Economia

Ancora due anni di sofferenza per il settore agricolo

Secondo il Prof. Giorgio Amadei, presidente dell'Accademia nazionael dell'agricoltua, per il comparto primario i guai non vengono da Basilea 3 o dall'accesso al credito ma dalla crisi

13 novembre 2010 | Graziano Alderighi

Resta da capire quale sarà l’impatto di Basilea 3 sul mondo agricolo di casa nostra.
"Parliamo di un modello di agricoltura a maglie strette, nel senso cioè di superfici poderali decisamente inferiori rispetto ad altre realtà importanti a livello europeo, come Francia e Germania" afferma Giorgio Amadei, già professore della Facoltà di Agraria dell’Università di Bologna e presidente dell’Accademia Nazionale di Agricoltura.
"Anzitutto, quando parliamo di sistemi di finanziamento all’agricoltura, non parlerei assolutamente di microcredito – premette Amadei -. Alcuni presentano questa forma di credito come una novità del terzo millennio. Non scherziamo, in Europa già nel ‘600 sorsero istituti di credito come i Monti Frumentari, e più tardi, nell’800 sorsero le Casse di Risparmio, le Banche Popolari, le Casse rurali ed artigiane per la raccolta del piccolo risparmio e l’erogazione del credito anche alle piccole imprese, agricole o non agricole. Le Casse rurali, ad esempio, furono fondate da Federico Guglielmo Raiffeisen tra e per le imprese contadine della Prussia e di lì si diffusero anche in Italia, soprattutto alla fine dell’800, per merito di Leone Wollemborg e di don Luigi Cerutti. Tuttora, operano in grande parte del territorio nazionale".

Tornando a Basilea 3 i nuovi requisiti metteranno in tensione gli equilibri delle banche italiane?
"Direi di no. Certo, dobbiamo distinguere fra istituti di credito di grandi dimensioni e il tessuto delle casse di risparmio, delle banche popolari, delle casse rurali e delle altre banche private che presentano un forte radicamento sul territorio. Per le prime forse sarà maggiore la necessità e la difficoltà di ricapitalizzare, ma anche per queste vi è una certa stabilità negli assetti proprietari, assicurata dalle fondazioni bancarie, requisito che garantisce una ragionevole tranquillità"

Cosa invece la preoccupa, guardando l’agricoltura in prospettiva?
"Abbiamo tutti gli strumenti per fare bene e competere, pur dovendo fare i conti con un forte costo del lavoro e con dimensioni aziendali medie spesso insufficienti. Ma possiamo fare leva sulla qualità e sull’immagine del Made in Italy agroalimentare nel mondo, sempre che si riesca a contrastare con maggiore vigore il fenomeno della contraffazione.
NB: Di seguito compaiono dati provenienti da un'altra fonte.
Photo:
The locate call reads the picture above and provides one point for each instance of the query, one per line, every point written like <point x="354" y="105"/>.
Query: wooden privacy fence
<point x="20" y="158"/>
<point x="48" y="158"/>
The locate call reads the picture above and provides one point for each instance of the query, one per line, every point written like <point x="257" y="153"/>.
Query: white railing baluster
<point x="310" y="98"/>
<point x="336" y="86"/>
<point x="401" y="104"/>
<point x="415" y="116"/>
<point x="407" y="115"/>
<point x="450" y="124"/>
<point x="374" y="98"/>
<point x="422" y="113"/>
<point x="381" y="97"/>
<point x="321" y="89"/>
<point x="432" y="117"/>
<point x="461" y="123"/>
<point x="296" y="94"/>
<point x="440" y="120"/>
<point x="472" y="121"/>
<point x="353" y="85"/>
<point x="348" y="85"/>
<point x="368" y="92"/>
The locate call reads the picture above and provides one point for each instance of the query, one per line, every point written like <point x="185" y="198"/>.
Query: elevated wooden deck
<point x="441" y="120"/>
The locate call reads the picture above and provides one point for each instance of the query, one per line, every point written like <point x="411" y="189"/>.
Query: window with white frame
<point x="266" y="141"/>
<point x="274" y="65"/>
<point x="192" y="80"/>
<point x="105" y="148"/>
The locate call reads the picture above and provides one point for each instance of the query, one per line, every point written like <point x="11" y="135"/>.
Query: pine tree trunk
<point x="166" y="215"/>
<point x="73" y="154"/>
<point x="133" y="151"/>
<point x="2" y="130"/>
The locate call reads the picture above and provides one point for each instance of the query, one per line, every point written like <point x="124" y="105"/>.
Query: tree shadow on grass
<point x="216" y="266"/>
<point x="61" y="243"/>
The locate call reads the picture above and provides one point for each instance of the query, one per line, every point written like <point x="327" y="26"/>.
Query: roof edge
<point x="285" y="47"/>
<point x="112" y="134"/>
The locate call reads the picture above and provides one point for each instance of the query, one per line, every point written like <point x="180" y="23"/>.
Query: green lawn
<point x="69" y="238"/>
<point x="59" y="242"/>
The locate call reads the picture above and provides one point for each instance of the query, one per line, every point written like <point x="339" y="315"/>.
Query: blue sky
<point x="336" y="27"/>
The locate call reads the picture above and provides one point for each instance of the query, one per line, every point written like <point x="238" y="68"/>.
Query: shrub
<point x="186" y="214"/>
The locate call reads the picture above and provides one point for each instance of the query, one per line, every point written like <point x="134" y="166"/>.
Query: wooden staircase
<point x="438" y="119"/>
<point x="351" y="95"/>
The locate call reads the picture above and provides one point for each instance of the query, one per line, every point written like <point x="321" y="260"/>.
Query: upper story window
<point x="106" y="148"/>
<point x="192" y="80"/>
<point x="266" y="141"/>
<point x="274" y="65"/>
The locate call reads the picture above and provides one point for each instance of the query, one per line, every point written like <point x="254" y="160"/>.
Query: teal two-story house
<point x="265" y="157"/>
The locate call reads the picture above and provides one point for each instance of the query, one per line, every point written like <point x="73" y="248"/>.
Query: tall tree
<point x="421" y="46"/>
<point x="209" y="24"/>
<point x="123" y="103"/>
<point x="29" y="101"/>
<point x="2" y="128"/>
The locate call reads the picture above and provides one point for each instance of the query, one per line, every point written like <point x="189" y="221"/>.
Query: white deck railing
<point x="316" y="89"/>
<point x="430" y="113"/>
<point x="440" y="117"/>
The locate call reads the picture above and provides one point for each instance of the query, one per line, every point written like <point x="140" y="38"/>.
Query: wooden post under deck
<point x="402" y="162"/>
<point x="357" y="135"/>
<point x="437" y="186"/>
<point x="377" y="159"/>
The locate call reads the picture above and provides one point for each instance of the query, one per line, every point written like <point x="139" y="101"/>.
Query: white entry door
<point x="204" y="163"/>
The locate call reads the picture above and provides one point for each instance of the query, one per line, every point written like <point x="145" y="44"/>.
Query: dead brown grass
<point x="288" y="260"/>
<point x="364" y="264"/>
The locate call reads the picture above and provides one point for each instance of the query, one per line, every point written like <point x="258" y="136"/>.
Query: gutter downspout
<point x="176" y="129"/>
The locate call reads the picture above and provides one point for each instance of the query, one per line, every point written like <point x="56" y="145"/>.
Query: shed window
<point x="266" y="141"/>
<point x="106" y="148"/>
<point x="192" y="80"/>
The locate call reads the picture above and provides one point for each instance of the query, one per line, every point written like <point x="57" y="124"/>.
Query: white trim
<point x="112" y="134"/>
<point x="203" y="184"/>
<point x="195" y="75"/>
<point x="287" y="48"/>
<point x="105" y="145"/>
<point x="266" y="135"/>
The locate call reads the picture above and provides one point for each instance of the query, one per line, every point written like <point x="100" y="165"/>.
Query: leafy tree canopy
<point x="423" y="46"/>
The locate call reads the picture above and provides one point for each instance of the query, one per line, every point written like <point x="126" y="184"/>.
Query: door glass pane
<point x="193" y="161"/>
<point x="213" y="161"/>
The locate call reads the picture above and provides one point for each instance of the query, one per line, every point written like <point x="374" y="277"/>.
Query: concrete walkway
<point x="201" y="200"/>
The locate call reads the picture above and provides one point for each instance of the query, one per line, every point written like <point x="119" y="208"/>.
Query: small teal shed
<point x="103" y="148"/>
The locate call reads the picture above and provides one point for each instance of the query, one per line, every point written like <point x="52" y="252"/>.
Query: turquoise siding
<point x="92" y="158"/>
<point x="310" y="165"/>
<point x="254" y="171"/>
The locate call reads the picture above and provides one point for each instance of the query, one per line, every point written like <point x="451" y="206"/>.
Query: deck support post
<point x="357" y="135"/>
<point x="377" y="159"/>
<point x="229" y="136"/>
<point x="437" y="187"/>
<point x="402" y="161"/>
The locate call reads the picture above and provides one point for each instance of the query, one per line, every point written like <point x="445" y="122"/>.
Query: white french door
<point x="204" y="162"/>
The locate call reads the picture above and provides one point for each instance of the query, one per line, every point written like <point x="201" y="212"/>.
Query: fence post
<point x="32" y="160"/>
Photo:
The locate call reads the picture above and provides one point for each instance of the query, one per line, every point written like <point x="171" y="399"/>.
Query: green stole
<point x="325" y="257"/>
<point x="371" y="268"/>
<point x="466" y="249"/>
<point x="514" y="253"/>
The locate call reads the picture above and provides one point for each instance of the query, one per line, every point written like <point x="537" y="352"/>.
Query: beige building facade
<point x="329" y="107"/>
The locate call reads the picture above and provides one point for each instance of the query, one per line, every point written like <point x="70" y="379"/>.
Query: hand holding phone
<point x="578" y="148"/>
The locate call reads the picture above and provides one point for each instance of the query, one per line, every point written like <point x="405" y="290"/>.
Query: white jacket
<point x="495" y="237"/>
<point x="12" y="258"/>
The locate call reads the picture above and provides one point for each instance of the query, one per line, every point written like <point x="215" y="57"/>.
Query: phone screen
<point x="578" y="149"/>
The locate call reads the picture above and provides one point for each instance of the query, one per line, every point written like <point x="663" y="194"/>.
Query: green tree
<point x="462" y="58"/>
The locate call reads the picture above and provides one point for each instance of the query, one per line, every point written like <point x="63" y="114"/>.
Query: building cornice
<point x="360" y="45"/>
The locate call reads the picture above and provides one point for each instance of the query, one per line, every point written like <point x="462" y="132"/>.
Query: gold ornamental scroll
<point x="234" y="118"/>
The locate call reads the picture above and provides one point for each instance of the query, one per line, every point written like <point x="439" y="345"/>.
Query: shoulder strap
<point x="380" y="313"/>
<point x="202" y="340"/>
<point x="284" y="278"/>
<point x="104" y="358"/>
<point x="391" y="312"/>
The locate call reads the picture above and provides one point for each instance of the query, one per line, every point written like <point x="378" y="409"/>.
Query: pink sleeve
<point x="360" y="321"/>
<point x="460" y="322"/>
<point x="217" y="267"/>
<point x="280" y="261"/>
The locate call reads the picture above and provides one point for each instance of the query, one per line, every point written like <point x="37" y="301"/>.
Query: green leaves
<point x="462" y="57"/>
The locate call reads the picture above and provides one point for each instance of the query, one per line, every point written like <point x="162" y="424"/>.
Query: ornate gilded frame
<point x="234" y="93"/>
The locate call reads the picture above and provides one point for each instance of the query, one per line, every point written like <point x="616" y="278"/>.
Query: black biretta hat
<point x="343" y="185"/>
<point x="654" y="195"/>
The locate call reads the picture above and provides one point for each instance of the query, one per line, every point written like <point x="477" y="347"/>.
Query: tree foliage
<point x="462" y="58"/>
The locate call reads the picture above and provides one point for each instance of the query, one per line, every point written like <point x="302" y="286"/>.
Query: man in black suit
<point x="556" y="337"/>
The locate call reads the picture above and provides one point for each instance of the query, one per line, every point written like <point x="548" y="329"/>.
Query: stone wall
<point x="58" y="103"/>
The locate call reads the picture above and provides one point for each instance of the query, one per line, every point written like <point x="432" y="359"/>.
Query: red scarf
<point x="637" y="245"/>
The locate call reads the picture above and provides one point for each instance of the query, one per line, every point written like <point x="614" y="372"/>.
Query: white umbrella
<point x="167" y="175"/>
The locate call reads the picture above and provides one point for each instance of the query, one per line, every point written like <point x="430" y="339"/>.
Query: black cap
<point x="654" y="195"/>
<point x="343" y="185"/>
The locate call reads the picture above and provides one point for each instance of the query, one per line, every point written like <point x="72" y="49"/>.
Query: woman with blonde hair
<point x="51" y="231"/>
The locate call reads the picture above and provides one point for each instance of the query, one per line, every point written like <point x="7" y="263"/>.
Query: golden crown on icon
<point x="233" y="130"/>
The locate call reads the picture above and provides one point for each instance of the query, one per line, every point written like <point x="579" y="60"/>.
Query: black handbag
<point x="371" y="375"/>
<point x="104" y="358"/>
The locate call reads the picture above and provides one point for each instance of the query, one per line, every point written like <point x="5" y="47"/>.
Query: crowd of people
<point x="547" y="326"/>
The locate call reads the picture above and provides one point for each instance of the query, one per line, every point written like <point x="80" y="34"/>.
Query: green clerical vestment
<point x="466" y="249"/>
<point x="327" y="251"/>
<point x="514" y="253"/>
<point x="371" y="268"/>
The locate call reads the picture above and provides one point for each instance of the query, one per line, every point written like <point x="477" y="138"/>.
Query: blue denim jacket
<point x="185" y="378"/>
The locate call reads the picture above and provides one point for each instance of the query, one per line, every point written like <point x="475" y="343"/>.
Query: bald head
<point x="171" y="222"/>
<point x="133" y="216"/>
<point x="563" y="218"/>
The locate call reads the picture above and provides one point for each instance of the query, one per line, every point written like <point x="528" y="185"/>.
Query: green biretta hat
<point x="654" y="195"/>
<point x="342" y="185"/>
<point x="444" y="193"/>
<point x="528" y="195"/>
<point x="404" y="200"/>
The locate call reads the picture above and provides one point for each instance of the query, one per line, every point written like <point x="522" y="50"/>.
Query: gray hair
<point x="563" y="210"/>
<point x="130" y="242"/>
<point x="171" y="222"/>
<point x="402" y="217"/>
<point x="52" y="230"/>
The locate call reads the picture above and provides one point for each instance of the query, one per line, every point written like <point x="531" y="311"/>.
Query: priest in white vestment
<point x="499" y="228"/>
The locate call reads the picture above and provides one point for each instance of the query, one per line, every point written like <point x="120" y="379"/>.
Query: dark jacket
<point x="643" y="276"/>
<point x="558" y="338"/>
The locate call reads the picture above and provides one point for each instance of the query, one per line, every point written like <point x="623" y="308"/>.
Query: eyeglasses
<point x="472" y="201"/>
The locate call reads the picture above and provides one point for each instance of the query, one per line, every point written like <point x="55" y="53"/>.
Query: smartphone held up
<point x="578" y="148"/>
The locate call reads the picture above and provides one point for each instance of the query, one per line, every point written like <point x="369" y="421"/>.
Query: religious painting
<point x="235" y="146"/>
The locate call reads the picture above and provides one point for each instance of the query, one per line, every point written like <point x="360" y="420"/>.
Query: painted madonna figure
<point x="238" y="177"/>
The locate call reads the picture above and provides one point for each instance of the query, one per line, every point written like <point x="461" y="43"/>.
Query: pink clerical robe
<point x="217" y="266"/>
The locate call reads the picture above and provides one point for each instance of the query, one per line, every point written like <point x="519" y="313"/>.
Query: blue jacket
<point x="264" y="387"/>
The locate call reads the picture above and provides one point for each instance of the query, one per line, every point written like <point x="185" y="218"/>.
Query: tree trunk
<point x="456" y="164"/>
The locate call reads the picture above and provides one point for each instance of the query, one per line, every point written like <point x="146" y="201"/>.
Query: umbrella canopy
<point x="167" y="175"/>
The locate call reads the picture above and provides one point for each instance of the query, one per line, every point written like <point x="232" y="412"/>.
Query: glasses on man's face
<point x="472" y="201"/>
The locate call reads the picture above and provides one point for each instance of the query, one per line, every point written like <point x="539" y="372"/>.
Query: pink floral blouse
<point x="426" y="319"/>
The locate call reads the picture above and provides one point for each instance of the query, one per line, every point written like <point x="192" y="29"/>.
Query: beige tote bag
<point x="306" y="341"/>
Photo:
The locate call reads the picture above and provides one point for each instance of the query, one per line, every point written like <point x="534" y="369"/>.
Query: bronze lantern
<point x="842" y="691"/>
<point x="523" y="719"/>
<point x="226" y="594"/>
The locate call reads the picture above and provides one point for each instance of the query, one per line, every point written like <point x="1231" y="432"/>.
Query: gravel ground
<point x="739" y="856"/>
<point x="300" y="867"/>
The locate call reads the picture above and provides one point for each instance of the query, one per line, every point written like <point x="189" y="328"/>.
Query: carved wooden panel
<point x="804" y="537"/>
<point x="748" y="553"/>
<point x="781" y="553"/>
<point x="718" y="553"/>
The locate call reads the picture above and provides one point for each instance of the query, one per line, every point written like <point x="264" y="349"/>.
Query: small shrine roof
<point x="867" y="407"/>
Il cosiddetto “Italian sounding” penalizza notevolmente le imprese agricole e soprattutto agroalimentari italiane".

Accanto all’agropirateria pesa forse una crisi che l’agricoltura sta ancora subendo …
"Assolutamente. La situazione non è affatto semplice, se osserviamo i dati complessivi del settore. Nonostante qualche rimbalzo positivo dei listini, legato ad una carenza temporanea internazionale di materie prime agricole, amplificata da una forte ripresa dei giochi speculativi, numerose difficoltà stanno penalizzando il comparto almeno dal 2008".

Quali prospettive indica?
"Purtroppo per il momento non vi sono molti segnali di recupero. Alla ripresa dei prezzi dovrebbe corrispondere una ripresa dei consumi, che appare problematica. Inoltre, a questa dovrebbe affiancarsi una ripresa dell’export, che in verità nel primo semestre del 2010 c’è stata, senza peraltro compensare le forti perdite dell’anno scorso. Ci vuole tempo per guarire, ma ci riprenderemo, dopo questa cura dimagrante".

Ma quanto tempo ci vorrà?
"Credo servano almeno quattro anni. Quindi, se prendiamo il punto di tracollo mondiale del 2008, penso che saremo fuori dalla crisi, in via del tutto prudenziale, nel 2012. Sempre che tutto proceda per il meglio e senza intoppi".

Fonte: Veronafiere
Le imprese agricole possono dunque dormire sonni tranquilli per quanto concerne l’accesso al credito?
«Direi di sì, mediamente. Non vorrei sembrare troppo ottimista, visto che l’agricoltura non sta attraversando un momento di grande serenità, ma ritengo che Basilea 3 non influirà negativamente sul settore primario. Almeno non come in altri comparti».